ABD'i

AMERİKA'DA seçimlerin yaşandığı gün Devlet Bey yine kürsüye çıktı. Sarsıcı çağrılarına devam etti: Sözümün arkasındayım. Teröristbaşı terörün bittiğini söyleyecekse haydi DEM Grubu'na gelsin, bunları teker teker söylesin, Umut Hakkı'ndan da istifade etsin, teklifimde ısrarlıyım...
Neden peki
İsrail, 7 Ekim HAMAS saldırılarından sonra bölgeye ateşi taşıdı. HAMAS-Hizbullah- İran ve Tahran'ın yönettiği oluşumlar hedef haline geldi. Türkiye de İSRAİL'e birinci ağızdan en sert tepkiyi verdi.
Vermeliydi. Vermek zorundaydı.
Açalım...
Muazzam bir kurgu ve savaş sahneye konulurken diz boyunu geçmeyen yorumlarla ilerlemeye çabalıyoruz. Durum buna müsait değil.
Dün de daha önce de yazdım.
Washington, PENTAGON ve DERİN AMERİKA üzerinden YPGSDG'yi büyütüyor, "Türkiye'ye sakın saldırma" diye de nasihatte bulunuyordu. Diğer taraftan ÖCALAN'ı Kenya'da alıyor, teslim ediyor KANDİL'deki teröristlerin elebaşları için ÖDÜL koyuyordu. SDG'nin başındaki isim Trump'ın deyimiyle GENERAL ABDİ "Türkiye ile PKK arasında kalmak istemiyoruz!" diyordu. Türkiye sınır ötesi hareket başlatınca KANDİL'e bağlı güçler çekiliyor, ABDİ yalnız bırakılıyordu. Bunu tespit ettikten sonra Bahçeli'nin tavrını anlamak, bölgenin nereye gittiğini görebilmek mümkündü!

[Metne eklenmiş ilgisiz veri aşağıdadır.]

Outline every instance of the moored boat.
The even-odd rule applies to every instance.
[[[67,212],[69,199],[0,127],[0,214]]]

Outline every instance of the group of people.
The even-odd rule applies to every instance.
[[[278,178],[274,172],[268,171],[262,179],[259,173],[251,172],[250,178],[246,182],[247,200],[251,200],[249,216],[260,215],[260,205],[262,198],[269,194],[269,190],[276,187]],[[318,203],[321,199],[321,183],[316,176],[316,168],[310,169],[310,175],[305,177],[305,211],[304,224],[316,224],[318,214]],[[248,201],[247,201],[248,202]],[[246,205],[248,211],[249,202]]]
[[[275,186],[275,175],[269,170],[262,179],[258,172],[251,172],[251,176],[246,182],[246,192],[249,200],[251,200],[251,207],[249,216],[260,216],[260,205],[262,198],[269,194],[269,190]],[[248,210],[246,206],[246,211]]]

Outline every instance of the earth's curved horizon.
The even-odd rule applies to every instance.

KANDİL uluslararası TERÖR BİLEŞKESİNİN oturduğu, çöreklendiği yerdi! Avrupa da Çin de vardı. Ancak İRAN vekaletleri taşıyan organizasyondu. İran Şİİ ekseni üzerinden hareket ediyor, Gazze'de HAMAS üzerinden, Lübnan'da HİZBULLAH üzerinden, Yemen'de HUSİLER üzerinden İSRAİL ile yani Amerika ile çatışıyordu. HUSİLER, IRAK İŞGALİNDEN hemen sonra sahaya iniyor görev alıyordu!
Neyse...
Tahran Çin'e çok yakındı. Yeraltı zenginlikleri PEKİN'e akıyordu.

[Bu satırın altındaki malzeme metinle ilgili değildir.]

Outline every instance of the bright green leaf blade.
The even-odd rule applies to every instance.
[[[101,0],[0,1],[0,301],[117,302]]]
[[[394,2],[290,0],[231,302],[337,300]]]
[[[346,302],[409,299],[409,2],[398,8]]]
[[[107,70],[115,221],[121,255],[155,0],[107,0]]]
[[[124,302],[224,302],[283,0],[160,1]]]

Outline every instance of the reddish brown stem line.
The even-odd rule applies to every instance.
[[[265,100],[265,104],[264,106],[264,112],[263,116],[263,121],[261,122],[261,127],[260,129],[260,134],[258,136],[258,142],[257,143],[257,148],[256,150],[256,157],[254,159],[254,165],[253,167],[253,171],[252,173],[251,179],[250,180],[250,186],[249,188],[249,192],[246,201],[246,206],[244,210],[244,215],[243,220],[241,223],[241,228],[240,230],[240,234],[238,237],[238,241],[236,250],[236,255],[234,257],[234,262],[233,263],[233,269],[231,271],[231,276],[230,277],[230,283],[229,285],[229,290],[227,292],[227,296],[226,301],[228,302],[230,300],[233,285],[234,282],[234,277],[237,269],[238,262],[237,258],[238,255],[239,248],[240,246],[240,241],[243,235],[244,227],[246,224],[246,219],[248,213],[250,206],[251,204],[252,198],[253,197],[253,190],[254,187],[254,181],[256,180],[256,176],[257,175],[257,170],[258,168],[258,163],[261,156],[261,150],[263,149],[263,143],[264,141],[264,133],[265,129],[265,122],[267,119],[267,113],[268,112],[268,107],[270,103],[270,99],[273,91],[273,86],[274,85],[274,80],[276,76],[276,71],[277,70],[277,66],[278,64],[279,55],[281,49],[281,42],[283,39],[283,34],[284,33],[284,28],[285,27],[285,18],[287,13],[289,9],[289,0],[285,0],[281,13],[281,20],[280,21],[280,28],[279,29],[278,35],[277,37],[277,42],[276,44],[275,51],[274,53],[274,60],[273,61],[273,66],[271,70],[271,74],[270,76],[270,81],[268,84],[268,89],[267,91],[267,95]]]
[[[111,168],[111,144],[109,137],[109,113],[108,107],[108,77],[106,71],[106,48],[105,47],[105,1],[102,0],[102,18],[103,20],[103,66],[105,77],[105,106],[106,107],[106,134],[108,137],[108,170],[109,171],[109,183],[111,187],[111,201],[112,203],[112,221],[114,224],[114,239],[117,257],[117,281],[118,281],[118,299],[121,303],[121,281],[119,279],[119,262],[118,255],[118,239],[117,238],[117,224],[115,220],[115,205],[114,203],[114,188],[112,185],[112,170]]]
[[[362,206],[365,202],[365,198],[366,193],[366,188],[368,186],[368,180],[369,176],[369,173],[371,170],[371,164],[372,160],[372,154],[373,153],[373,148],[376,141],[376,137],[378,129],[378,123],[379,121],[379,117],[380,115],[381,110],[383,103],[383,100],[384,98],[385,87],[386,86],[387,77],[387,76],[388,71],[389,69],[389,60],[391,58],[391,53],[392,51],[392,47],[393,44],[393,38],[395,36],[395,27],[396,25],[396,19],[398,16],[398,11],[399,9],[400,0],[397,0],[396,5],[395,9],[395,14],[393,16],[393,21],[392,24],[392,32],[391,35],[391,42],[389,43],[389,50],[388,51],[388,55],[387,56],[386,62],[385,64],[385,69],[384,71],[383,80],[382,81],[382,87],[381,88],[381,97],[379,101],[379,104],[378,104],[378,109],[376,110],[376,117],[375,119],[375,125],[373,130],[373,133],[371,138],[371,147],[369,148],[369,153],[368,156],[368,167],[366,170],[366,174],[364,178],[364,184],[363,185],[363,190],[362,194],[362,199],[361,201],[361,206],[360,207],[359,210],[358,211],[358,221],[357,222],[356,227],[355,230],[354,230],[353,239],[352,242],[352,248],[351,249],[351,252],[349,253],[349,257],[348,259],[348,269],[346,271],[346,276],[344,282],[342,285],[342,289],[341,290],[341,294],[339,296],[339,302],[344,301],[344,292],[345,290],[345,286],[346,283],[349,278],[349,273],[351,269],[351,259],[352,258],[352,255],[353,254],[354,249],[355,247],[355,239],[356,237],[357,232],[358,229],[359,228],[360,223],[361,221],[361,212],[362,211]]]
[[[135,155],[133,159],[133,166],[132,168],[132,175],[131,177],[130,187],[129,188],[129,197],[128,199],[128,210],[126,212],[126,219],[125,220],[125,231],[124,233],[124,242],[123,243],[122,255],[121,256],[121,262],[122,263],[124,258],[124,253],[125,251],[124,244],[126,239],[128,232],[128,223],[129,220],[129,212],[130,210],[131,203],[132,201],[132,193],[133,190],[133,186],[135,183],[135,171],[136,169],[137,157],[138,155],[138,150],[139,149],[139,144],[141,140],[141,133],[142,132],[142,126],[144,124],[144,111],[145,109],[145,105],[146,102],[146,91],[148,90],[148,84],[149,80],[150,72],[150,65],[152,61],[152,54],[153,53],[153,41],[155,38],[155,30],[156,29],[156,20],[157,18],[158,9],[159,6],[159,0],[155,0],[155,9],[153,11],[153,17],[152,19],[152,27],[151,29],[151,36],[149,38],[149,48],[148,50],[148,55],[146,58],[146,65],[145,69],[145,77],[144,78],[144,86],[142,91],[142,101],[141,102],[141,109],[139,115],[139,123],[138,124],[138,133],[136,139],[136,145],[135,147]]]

İngiltere'nin tarihi "sızıntısı" bilinen SIR'dı. Fransa'nın da etkisi görmezden gelinemeyecek kadar büyüktü. Kağıt üzerinde İRAN, İsrail ve Amerika ile MÜSLÜMANLAR adına savaşan güçtü... Görüntü buydu. Cebeli Tarık-Süveyş Kanalı-Babülmendep Boğazı-Malakka Boğazı- Singapur aynı şeydi! Gücü kontrol etmenin önemli adresleriydi. İsrail de bunun için vardı. İran'ın mücadelesi de tam bu nedenleydi!
Açalım isterseniz...
Amerika, İran'ın efsane komutanı Kasım Süleymani'yi vurdu mu Vurdu. Yine HAMAS'ın lideri Haniye TAHRAN'da İran'ın güvencesindeyken tasfiye edildi mi Edildi. İsrail, Suriye'de İran'ın temsilciliklerini bombaladı mı
Kesinlikle. Rusya gözünü kapattı mı Net... Güncele gelelim...
KANDİL denilen TERÖR YUVASININ odağında İRAN var mı Yüzde yüz! Irak'ta, Suriye'de, Gazze'de Mısır'da Lübnan'da bir şekilde karşı karşıya geliniyor mu Kaçış yok evet... PKK ve KANDİL hem Türkiye'yi hem Amerika'yı zorda bırakmak için devrede. Uzun zamandır.
İran hem bölgenin lideri olmak, hem Türkiye'yi iddialarından vazgeçirmek hem de Amerika'yı KÜRT KARTINDAN vurmak gibi bir amaç taşıyordu. Tabii bu İRAN'ın değil arkasındakilerin aklı. HDP'den DEM'e, bölgedeki OLİGARKLARDAN Kandil'e kadar uzanan hatta yabancıların eli var. İran da bunlardan biri. EN etkilisi... Amerika KÜRTLER'i alıyor, ayırıyor, büyütüyor birinci hedef olarak da Şİİ EKSENİNİ belirliyordu. Tahran yönetiminin yayılmasını önlemek için adım atıyordu.
ÖCALAN'ı verseler de her terör saldırısında fatura Washington'a çıkartılıyordu.
Medyaya bakın anlarsınız...
Bu bana uzun zamandır garip geliyordu. ÖCALAN'ın verilmesi de Trump'ın Başkan Erdoğan'a mektup yollayıp "GENERAL MAZLUM İYİ TEKLİFLE
GELECEK" diye yazması da meseleyi SİYASİ olarak çözmek istediklerini ortaya koyuyordu.
Ancak PKK, ÇÖZÜM konuşulunca TUSAŞ'ta olduğu gibi ortaya çıkıyor rol almaya devam ediyordu. Terör hortlayınca Beyaz Saray "YA TÜRKİYE YA PKK" seçeneğiyle karşı karşıya kalıyordu!
Bırakılıyordu. Amerika asla ve kat'a Türkiye'siz yapamazdı. Ancak KÜRTLER'in karşı tarafa kaptırılması bütün dengeleri de bozacaktı.
Sorun büyüktü. Konuşulmasa da söylenmese de ÖCALAN bölgenin önemli aktörüydü. Etkiliydi.
IRAK-SURİYE ekseninde İRAN ve arkasındakilerin etkisini kıracak isimdi. TERÖRİSTTİ, ELEBAŞIYDI. Sorun hep iç içe geçmiş halkalardan oluşuyordu.
Çünkü mücadele küreseldi. Kürt meselesi hiç detaylı tartışılmadığı için teşhis de yanlış konulmuştu.